When determining value thresholds, Rind explained that various approaches exist, including societal willingness to pay (often set at 1 to 3 times per capita gross domestic product) and opportunity cost analysis, which considers the impact of high drug prices on the overall health care system. ICER typically applies a threshold of $100,000 to $150,000 per QALY, although studies suggest that exceeding $84,000 per QALY may result in greater harm than benefit to the health care system due to financial constraints.
Rind highlighted several real-world examples of drug pricing discrepancies. Tafamidis (Vyndamax; Pfizer), a breakthrough treatment for transthyretin amyloidosis, is valued by ICER at approximately $39,000 per year but is priced closer to $200,000. Similarly, the inhaler ensifentrine (Ohtuvayre; Verona Pharma), which offers modest benefits over existing therapies, is priced at $35,000 despite being worth only about $13,000. These cases exemplify the misalignment between drug value and market pricing.
Gene and cell therapies introduce additional complexities, according to Rind. Although some, such as onasemnogene abeparvovec-xioi (Zolgensma; Novartis) for spinal muscular atrophy, are fairly priced relative to their benefits, others, such as lovotibeglogene autotemcel (Lyfgenia; bluebird bio), a gene therapy for sickle cell disease, may be significantly overpriced. The high cost of gene therapies is often justified by their 1-time administration and potential for
lifelong benefits. However, some therapies have not demonstrated significant benefits in clinical trials or have offered uncertain benefits, making their multimillion-dollar price tags difficult to justify. ICER recommends approaches such as cost-sharing agreements to ensure that price-setting reflects genuine value rather than inflated industry standards.

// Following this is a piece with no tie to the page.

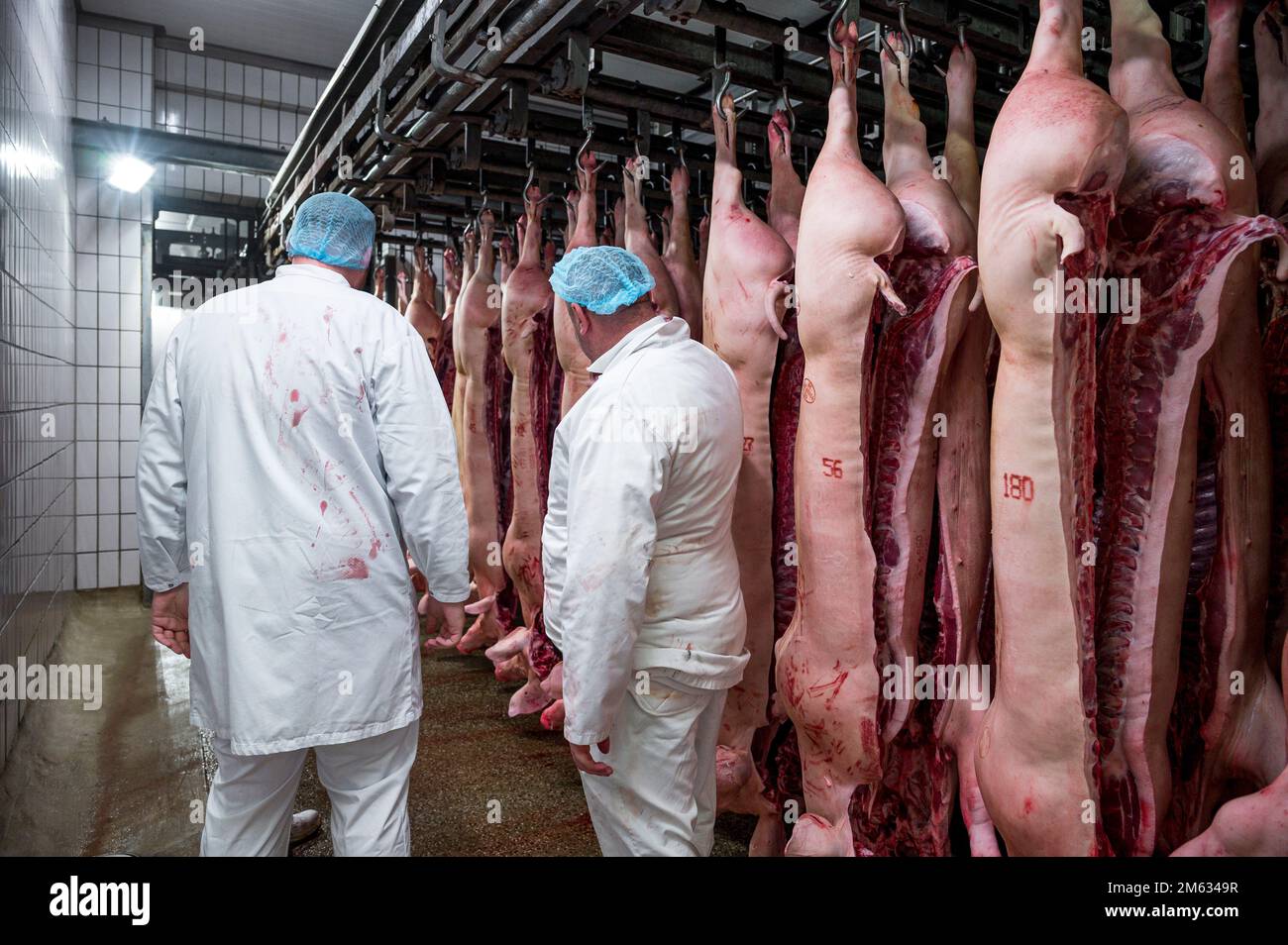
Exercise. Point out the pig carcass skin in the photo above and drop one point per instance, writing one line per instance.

Rind underscored the need for cost-effectiveness analysis to guide drug pricing and reimbursement decisions. Without such assessments, the health care system risks overpaying for mediocre treatments while struggling to afford groundbreaking therapies. Although ICER lacks regulatory authority, its reports influence market dynamics by encouraging fair pricing and improved patient access. However, as drug manufacturers continue to push higher pricing thresholds, the challenge of balancing innovation with affordability remains a critical concern for the future of health care.

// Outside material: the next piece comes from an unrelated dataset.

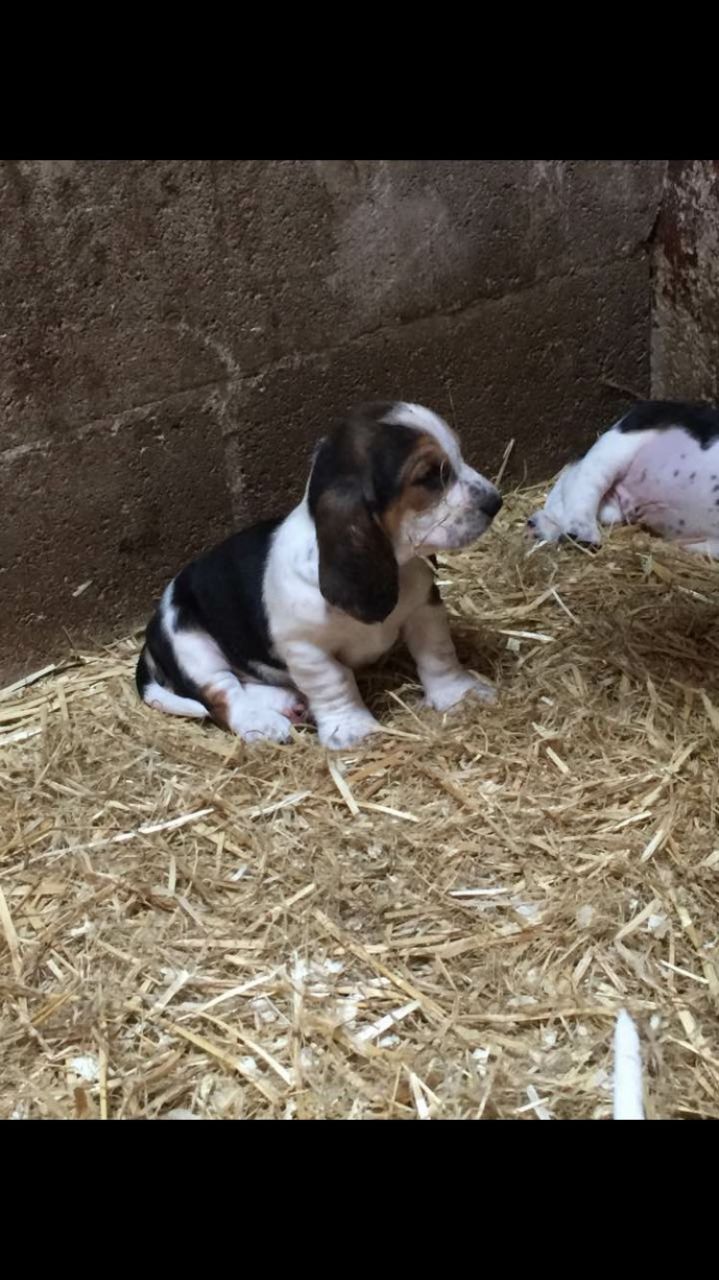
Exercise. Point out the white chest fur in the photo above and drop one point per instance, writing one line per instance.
(297, 611)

“We have no authority. Our goal is a grand bargain where fair pricing by manufacturers leads to fair access by payers. There is some evidence of influence, at least at the margins. When an ICER report comes out before a drug is priced, it usually only has to reduce its price by about 16% to reach our price, as opposed to 37% if we don’t say it ahead of time,” Rind said. “Every report we do, somebody is unhappy.”

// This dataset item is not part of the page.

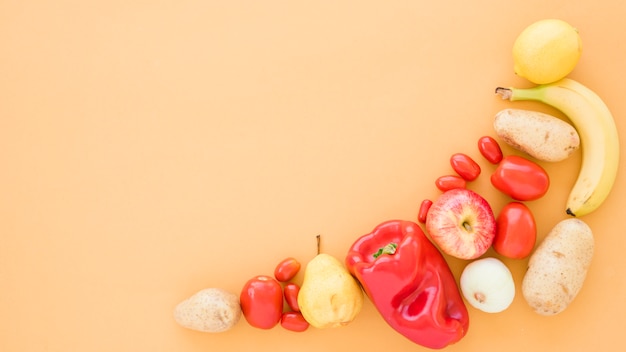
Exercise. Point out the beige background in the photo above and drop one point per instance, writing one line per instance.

According to Rind, without HTA and cost-effectiveness analysis, overpaying for mediocre drugs will become inevitable. “Gene therapies to date and some cell therapies are often more appropriately priced than many drugs on the US market, but the future is less clear. Manufacturers are addicted to the prior price in a space, and the price of gene therapies is now more than $3 million, and soon it’ll be more than $4 million,” Rind said. “We can’t pay that much for mediocre gene therapies.”